Informaticists release AI development recommendations

Among other things, the paper calls for Adaptive CDS Centers of Excellence to develop, test, evaluate, and advance the use of safe, effective ML-driven applications in practice.
Jeff Rowe

The American Medical Informatics Association (AMIA) recently released new recommendations focusing on AI-driven clinical decision support tools that adapt their algorithms as they're trained with new data to ensure their safety and efficacy.

Published in JAMIA, the organization’s scholarly journal, the position paper uses the term "adaptive CDS” in offering suggestions to the U.S. Food & Drug Administration while also articulating a new framework for non-regulatory oversight.

According to a statement, the organization explains that the new term describes “CDS that can learn and change its performance over time, incorporating new clinical evidence; new data types and data sources; and new methods for interpreting data. Adaptive CDS enables personalized decision support in a way that has not been possible previously because it has the capacity to learn from data and modify recommendations based on those data.”

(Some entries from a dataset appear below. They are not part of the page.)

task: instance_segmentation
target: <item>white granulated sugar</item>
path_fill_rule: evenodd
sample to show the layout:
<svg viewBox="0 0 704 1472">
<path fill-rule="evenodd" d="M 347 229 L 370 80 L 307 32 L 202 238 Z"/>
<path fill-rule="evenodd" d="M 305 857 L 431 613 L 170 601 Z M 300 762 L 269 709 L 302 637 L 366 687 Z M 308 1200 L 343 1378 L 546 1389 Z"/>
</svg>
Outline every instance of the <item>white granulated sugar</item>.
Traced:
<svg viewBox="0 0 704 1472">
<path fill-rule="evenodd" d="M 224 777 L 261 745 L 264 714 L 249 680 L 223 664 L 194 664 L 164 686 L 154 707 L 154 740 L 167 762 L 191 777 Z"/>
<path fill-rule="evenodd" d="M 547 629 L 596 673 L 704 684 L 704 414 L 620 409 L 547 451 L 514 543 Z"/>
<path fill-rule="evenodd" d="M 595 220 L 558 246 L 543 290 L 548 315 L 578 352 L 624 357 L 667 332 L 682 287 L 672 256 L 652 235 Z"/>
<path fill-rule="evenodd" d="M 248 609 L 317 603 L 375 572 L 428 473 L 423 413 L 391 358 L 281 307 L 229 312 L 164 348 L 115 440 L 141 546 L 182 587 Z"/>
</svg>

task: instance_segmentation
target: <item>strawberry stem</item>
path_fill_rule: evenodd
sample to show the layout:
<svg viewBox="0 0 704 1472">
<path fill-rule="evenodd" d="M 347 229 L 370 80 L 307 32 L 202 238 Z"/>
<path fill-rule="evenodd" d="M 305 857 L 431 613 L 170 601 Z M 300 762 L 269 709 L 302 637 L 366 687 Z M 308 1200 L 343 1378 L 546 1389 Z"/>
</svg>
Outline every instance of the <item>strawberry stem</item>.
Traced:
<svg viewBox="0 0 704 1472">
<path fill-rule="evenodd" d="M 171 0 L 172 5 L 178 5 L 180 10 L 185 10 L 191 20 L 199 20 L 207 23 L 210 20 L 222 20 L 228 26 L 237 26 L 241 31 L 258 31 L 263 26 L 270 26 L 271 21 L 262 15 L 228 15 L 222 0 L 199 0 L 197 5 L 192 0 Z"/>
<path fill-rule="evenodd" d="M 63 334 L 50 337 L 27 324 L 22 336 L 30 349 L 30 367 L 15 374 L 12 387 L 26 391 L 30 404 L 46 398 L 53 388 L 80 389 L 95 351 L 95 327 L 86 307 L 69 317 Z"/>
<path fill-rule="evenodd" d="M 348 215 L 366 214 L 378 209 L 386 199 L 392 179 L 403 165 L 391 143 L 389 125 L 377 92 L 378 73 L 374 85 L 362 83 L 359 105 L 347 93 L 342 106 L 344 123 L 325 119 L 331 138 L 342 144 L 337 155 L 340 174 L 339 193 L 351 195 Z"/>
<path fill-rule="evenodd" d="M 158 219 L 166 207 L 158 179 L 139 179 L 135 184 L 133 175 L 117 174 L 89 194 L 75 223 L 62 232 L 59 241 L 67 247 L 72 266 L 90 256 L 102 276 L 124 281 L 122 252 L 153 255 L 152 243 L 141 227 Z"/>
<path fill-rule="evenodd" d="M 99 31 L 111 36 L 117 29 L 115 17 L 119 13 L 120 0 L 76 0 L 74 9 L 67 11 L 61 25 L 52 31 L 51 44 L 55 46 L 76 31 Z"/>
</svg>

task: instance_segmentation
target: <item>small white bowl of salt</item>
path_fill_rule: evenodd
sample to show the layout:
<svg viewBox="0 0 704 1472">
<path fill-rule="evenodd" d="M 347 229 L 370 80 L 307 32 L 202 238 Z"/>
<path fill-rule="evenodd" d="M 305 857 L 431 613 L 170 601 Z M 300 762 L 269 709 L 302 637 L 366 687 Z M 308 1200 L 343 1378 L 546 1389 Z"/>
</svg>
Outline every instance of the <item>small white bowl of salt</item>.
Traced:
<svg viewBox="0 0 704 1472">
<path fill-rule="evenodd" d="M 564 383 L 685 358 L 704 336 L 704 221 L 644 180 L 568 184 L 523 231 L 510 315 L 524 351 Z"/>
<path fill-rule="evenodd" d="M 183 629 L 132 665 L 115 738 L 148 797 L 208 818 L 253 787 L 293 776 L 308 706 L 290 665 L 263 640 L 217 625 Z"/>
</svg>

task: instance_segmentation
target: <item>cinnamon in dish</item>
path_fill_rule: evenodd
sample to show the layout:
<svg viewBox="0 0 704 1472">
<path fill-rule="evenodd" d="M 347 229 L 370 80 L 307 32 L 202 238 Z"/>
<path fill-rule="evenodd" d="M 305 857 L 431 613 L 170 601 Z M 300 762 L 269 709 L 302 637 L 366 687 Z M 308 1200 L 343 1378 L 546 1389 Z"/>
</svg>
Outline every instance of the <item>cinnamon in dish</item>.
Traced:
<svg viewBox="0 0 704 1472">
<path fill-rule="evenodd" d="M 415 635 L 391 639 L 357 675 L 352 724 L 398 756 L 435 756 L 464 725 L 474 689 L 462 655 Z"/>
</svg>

According to the position paper’s authors, "Debates about the scope and force of oversight for the safety and effectiveness of CDS have tended to emphasize legal regulation, of which little exists, and institutional governance, which frequently is wholly lacking. Organizational leaders have recognized content creation, analytics and reporting, and governance and management as critical components in the development of CDS, but achieving all 3 in sufficient depth remains challenging for organizations.”

By centering the discussion around adaptive CDS, the organization says hopes “to engender a practical discussion of policies needed to ensure safe and effective use of AI-driven CDS for patient care,” while also facilitating a wider discussion of policies needed to build trust in the broader use of AI in healthcare.

“The current policy and oversight landscape for Adaptive CDS is inadequate,” said Joseph Kannry, MD, AMIA Policy Committee Chair and paper author. “Gaps in federal jurisdiction of Adaptive CDS have left patients subject to algorithmic bias and potentially exposed to patient safety issues. In this paper we present a policy framework that spans the design and development, implementation, evaluation, and on-going maintenance of Adaptive CDS.”

In particular, AMIA is focused on two use cases of adaptive CDS:

    •    Those tools sold to customers for use in a healthcare setting ("marketed ACDS").

    •    Those developed in-house by healthcare systems for their own use ("self-Developed ACDS”).

The paper notes that while FDA has oversight over most marketed adaptive CDS tools,"self-Developed ACDS is likely unregulated by any federal entity and is already used routinely without oversight by any authoritative body – public, private, or non-profit.”

Among other outcomes, the AMIA paper calls for creation of new bodies, groups, or departments that govern implementation and use of AI within an institution, as well as a system of oversight across institutions.